Sebab, menurut Yose, pemerintah selama ini melakukan kontrol harga melalui harga eceran tertinggi (HET) dan volume beras yang tersedia.
"Kedua kebijakan tersebut (kontrol harga dan volume beras) sama-sama membutuhkan impor. Ini tidak akan berjalan," kata dia kepada VIVA, Minggu 14 Januari 2018.
Sebaliknya, Yose melanjutkan, apabila impor dilarang, maka harga dipastikan naik. Dengan demikian, HET yang dikumandangkan pemerintah lima 5 bulan lalu tidak akan bisa terlaksana.
Ia juga menegaskan, persoalan impor beras ini bukan masalah Nawacita ataupun kampanye. Tetapi, masalah kebijakan yang mustahil untuk dilaksanakan. Kalau mau harga rendah, maka pasokan harus tersedia, yang tidak hanya didapat dari domestik saja.

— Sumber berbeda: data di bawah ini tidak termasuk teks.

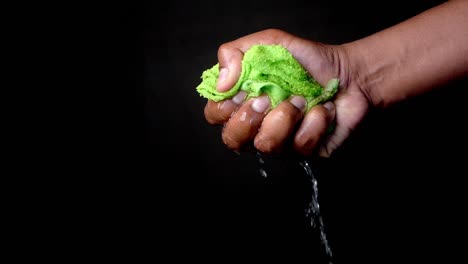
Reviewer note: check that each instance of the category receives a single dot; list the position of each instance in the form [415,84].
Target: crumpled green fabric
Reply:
[271,70]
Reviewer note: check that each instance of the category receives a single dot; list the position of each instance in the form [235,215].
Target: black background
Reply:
[393,191]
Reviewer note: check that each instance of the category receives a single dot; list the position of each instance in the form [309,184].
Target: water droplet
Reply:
[313,211]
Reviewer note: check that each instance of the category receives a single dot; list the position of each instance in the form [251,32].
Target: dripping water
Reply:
[313,210]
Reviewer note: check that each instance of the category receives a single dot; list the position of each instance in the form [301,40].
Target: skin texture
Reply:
[397,63]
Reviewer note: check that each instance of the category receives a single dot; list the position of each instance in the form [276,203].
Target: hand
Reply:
[269,129]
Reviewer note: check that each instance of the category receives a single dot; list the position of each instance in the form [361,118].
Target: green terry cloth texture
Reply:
[271,70]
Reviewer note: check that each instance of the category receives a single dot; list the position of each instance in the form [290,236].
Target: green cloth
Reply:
[269,69]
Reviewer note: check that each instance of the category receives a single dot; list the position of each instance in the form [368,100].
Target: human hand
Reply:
[269,129]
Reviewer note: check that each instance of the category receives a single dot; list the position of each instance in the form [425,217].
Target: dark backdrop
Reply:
[392,191]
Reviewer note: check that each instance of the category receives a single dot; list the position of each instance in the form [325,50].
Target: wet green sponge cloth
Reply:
[269,69]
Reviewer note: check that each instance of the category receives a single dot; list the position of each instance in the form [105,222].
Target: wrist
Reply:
[356,73]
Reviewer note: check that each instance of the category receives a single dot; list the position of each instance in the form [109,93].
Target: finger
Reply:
[278,125]
[313,128]
[231,53]
[245,122]
[220,112]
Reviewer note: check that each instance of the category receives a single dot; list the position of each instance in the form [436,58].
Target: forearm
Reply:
[412,57]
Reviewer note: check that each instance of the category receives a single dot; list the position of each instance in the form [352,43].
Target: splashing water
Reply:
[313,210]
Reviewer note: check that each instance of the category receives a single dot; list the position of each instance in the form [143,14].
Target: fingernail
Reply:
[329,106]
[323,152]
[261,104]
[239,97]
[223,73]
[299,102]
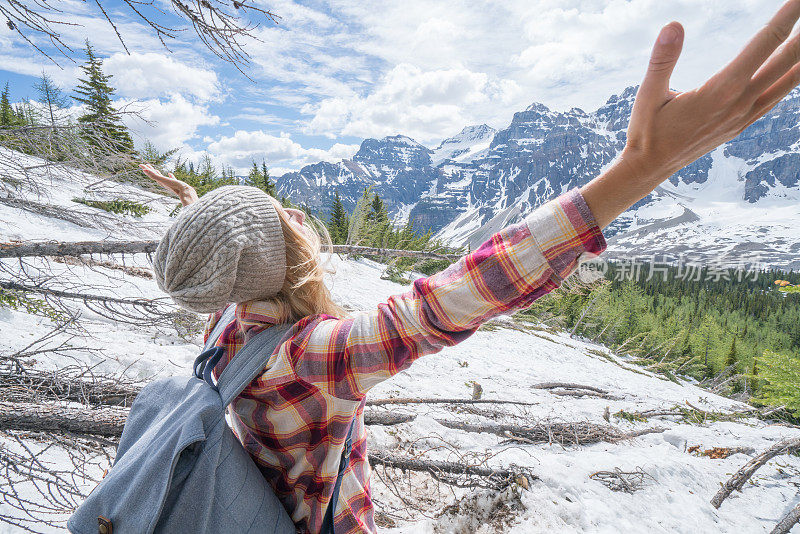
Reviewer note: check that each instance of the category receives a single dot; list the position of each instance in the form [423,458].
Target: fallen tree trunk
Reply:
[567,385]
[788,521]
[106,422]
[410,400]
[740,477]
[53,385]
[580,433]
[436,468]
[54,248]
[144,303]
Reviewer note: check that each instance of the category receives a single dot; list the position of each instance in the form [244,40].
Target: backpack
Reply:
[179,467]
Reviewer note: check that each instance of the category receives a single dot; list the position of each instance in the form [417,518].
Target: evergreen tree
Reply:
[95,93]
[259,177]
[377,212]
[733,356]
[52,98]
[781,375]
[7,115]
[338,225]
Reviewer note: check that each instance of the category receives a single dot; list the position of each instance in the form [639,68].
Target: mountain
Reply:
[122,344]
[739,203]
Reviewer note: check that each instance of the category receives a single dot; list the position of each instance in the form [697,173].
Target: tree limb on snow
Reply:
[411,400]
[573,433]
[737,481]
[498,477]
[788,521]
[107,421]
[53,248]
[567,385]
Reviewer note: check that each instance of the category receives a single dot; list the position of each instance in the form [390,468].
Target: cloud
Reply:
[422,104]
[173,122]
[243,147]
[157,74]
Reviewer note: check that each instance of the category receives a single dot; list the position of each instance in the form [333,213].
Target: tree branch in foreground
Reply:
[53,248]
[788,521]
[737,481]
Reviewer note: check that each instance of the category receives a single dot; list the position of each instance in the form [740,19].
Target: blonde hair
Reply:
[304,291]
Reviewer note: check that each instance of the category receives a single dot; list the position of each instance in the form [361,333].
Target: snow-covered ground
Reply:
[505,361]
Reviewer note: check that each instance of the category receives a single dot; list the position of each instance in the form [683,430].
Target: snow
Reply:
[506,361]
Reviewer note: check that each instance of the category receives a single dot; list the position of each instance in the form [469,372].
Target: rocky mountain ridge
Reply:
[738,203]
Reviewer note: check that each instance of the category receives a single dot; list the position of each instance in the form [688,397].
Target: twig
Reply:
[409,400]
[737,481]
[50,248]
[788,521]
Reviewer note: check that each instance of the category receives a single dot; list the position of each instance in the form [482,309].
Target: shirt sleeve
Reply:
[508,272]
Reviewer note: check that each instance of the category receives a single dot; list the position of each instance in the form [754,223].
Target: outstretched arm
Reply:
[669,130]
[185,192]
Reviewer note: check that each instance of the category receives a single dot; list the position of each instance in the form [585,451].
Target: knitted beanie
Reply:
[226,247]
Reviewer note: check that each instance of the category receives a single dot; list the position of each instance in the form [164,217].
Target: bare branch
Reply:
[737,481]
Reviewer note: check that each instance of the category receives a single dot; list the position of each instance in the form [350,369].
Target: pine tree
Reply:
[338,225]
[7,115]
[269,185]
[259,177]
[733,356]
[52,98]
[377,213]
[95,94]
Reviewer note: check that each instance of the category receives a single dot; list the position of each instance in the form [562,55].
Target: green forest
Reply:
[738,335]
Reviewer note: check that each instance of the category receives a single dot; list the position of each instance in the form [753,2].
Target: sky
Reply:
[330,74]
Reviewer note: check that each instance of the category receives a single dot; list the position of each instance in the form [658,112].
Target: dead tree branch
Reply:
[222,26]
[410,400]
[572,433]
[19,250]
[71,383]
[618,480]
[737,481]
[788,521]
[106,421]
[566,389]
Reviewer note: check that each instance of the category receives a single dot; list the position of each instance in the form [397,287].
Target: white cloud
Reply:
[421,104]
[437,66]
[244,147]
[172,122]
[157,74]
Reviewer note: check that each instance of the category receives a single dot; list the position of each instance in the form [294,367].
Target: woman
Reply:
[294,418]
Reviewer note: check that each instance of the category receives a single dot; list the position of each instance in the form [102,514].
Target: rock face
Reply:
[480,180]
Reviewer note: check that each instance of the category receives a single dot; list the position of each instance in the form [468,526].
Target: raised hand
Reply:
[669,130]
[185,192]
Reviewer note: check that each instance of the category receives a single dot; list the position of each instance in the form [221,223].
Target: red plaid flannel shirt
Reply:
[294,417]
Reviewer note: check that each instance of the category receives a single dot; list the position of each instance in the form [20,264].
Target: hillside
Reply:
[507,358]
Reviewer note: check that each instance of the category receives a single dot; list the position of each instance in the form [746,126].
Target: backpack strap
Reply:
[344,461]
[249,362]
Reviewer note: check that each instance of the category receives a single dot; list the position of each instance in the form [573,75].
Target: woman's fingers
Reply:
[778,64]
[666,51]
[763,44]
[775,93]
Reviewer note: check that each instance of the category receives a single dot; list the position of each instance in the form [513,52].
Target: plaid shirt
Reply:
[293,418]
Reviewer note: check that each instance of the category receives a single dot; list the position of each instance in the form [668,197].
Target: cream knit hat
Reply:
[226,247]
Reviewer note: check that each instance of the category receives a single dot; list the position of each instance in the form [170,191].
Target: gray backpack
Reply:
[179,468]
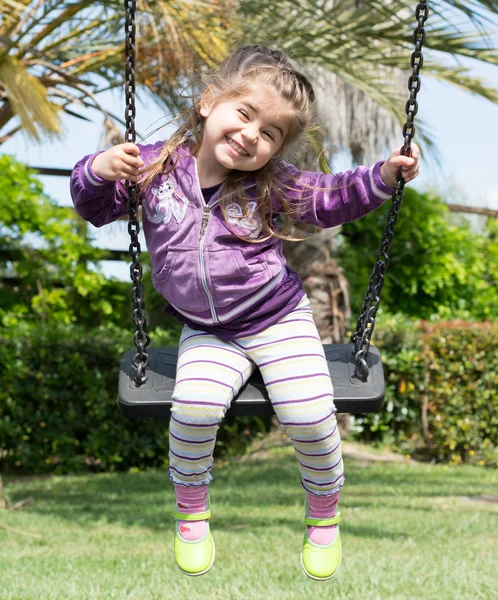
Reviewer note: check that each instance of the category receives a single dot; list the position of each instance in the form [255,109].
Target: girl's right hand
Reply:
[119,162]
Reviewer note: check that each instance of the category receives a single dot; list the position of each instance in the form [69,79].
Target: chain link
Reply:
[366,321]
[142,340]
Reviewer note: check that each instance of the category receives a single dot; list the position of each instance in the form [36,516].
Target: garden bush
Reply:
[442,391]
[58,410]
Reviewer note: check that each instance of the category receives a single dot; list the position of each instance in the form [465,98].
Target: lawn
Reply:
[409,531]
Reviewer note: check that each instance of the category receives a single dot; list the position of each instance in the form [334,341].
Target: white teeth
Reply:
[236,147]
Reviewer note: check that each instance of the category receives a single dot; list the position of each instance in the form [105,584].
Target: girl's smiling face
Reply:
[244,132]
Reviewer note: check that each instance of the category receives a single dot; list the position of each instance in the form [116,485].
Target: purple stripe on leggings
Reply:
[203,334]
[204,346]
[271,362]
[316,440]
[189,458]
[199,402]
[322,454]
[210,362]
[293,378]
[310,399]
[308,423]
[294,337]
[204,379]
[194,424]
[295,321]
[319,468]
[179,439]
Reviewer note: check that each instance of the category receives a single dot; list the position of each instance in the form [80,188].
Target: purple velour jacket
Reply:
[211,278]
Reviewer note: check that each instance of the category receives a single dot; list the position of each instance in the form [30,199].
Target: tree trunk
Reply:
[326,287]
[3,500]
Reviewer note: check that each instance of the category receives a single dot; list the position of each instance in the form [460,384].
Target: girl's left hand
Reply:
[409,166]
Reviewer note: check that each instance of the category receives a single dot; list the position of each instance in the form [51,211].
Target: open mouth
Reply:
[237,147]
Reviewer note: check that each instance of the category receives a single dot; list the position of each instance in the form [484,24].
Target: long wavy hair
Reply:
[241,71]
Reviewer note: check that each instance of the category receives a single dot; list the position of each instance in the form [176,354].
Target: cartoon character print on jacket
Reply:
[168,204]
[247,225]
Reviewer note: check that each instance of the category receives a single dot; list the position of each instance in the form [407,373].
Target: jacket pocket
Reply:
[232,278]
[180,282]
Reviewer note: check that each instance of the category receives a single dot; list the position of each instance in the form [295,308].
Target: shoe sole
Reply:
[319,578]
[201,572]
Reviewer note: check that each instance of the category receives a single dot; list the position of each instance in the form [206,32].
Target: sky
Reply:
[464,128]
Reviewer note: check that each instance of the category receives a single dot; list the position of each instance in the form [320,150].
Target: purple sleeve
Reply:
[97,200]
[331,200]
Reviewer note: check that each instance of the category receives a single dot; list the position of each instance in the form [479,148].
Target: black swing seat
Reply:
[153,398]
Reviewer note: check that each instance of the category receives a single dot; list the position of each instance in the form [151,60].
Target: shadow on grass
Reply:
[241,492]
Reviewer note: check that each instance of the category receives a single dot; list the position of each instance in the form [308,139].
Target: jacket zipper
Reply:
[204,222]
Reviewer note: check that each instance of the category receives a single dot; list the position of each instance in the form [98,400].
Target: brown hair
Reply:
[246,66]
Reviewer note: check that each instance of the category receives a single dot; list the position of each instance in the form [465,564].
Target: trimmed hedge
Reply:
[442,391]
[58,410]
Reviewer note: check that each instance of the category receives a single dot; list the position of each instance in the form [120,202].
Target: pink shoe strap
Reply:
[311,522]
[192,517]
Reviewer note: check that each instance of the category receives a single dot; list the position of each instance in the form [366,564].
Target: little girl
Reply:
[211,195]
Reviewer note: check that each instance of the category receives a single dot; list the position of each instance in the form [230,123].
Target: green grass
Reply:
[407,533]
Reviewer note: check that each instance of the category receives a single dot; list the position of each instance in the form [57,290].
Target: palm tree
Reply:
[57,56]
[357,52]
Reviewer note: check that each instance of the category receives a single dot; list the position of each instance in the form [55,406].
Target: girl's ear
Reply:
[206,102]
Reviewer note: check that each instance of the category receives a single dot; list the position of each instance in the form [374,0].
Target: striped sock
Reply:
[322,507]
[191,500]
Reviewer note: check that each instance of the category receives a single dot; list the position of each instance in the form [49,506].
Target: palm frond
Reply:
[28,100]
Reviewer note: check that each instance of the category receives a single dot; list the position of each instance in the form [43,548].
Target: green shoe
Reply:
[194,557]
[321,562]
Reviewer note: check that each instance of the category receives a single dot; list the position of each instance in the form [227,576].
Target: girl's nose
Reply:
[251,134]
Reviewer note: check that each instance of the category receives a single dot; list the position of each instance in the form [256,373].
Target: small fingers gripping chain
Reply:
[366,322]
[142,340]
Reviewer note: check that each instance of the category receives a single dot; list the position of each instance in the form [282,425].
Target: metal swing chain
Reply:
[142,340]
[366,321]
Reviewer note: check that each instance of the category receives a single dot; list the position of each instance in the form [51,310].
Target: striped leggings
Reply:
[290,357]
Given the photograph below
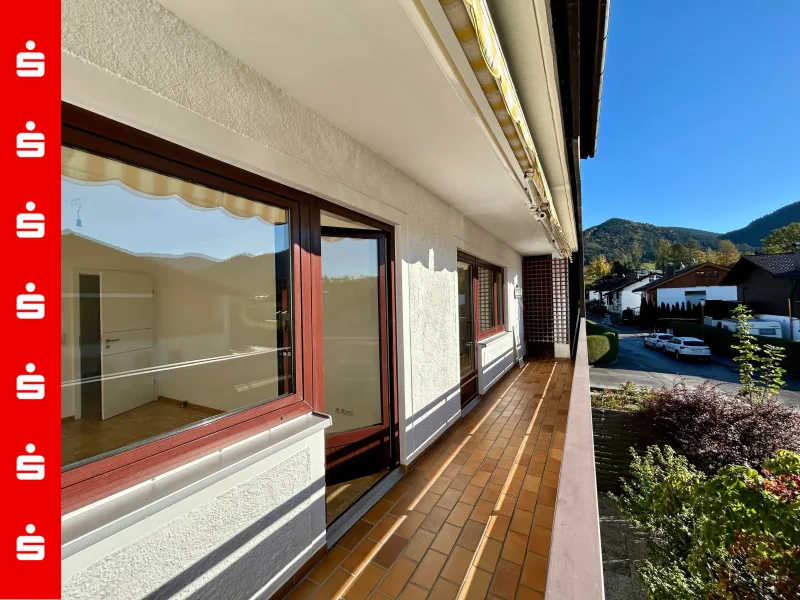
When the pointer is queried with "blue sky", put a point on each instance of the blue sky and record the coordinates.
(700, 117)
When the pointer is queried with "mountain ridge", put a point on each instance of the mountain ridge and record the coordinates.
(616, 236)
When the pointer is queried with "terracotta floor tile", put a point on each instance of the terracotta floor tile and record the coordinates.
(376, 512)
(354, 535)
(403, 505)
(521, 521)
(302, 591)
(390, 551)
(477, 508)
(435, 519)
(358, 557)
(505, 580)
(460, 482)
(456, 567)
(488, 554)
(534, 572)
(459, 515)
(440, 485)
(527, 500)
(444, 590)
(476, 585)
(532, 483)
(410, 524)
(471, 535)
(491, 492)
(515, 547)
(385, 525)
(550, 478)
(498, 525)
(365, 583)
(481, 478)
(397, 492)
(446, 538)
(539, 541)
(328, 564)
(428, 570)
(449, 499)
(547, 495)
(526, 593)
(397, 577)
(505, 505)
(334, 586)
(543, 516)
(482, 511)
(471, 494)
(426, 503)
(419, 544)
(413, 592)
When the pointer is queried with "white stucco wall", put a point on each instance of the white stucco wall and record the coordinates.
(221, 542)
(714, 292)
(133, 61)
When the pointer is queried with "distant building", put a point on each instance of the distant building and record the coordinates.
(770, 285)
(689, 285)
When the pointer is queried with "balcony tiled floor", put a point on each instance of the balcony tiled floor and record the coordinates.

"Kalau memang pilihannya tidak melakukan impor, maka harga harus naik dan masyarakat yang dikorbankan, terutama penduduk miskin," kata Yose.
Ia berpendapat, kebijakan yang lebih tepat saat ini adalah mencabut HET, namun tetap menjaga pasokan. Hal ini, tentu saja harus di-backup dengan data perberasan yang baik.
"Ada kecurigaan yang besar bahwa data saat ini dimanipulasi besar-besaran. Jadi, dengan data yang baik kita bisa tahu apakah pasokan tersedia dengan cukup atau tidak. Kalau kurang, memang kita perlu impor. Enggak perlu alergi terhadap impor. Apalagi pada tahun politik seperti ini," tegasnya.
Ia pun mengakui, langkah impor saat ini sudah cukup tepat, tetapi mungkin telat untuk dilaksanakan. Untuk jangka panjang tentunya produktivitas pertanian harus ditingkatkan.
"Ini adalah kewajiban Menteri Pertanian (Amran Sulaiman). Urusannya adalah meningkatkan kinerja pertanian, bukan mengatur impor dan harga beras. Itu serahkan saja ke Menteri Perdagangan (Enggartiasto Lukita)," kata Yose.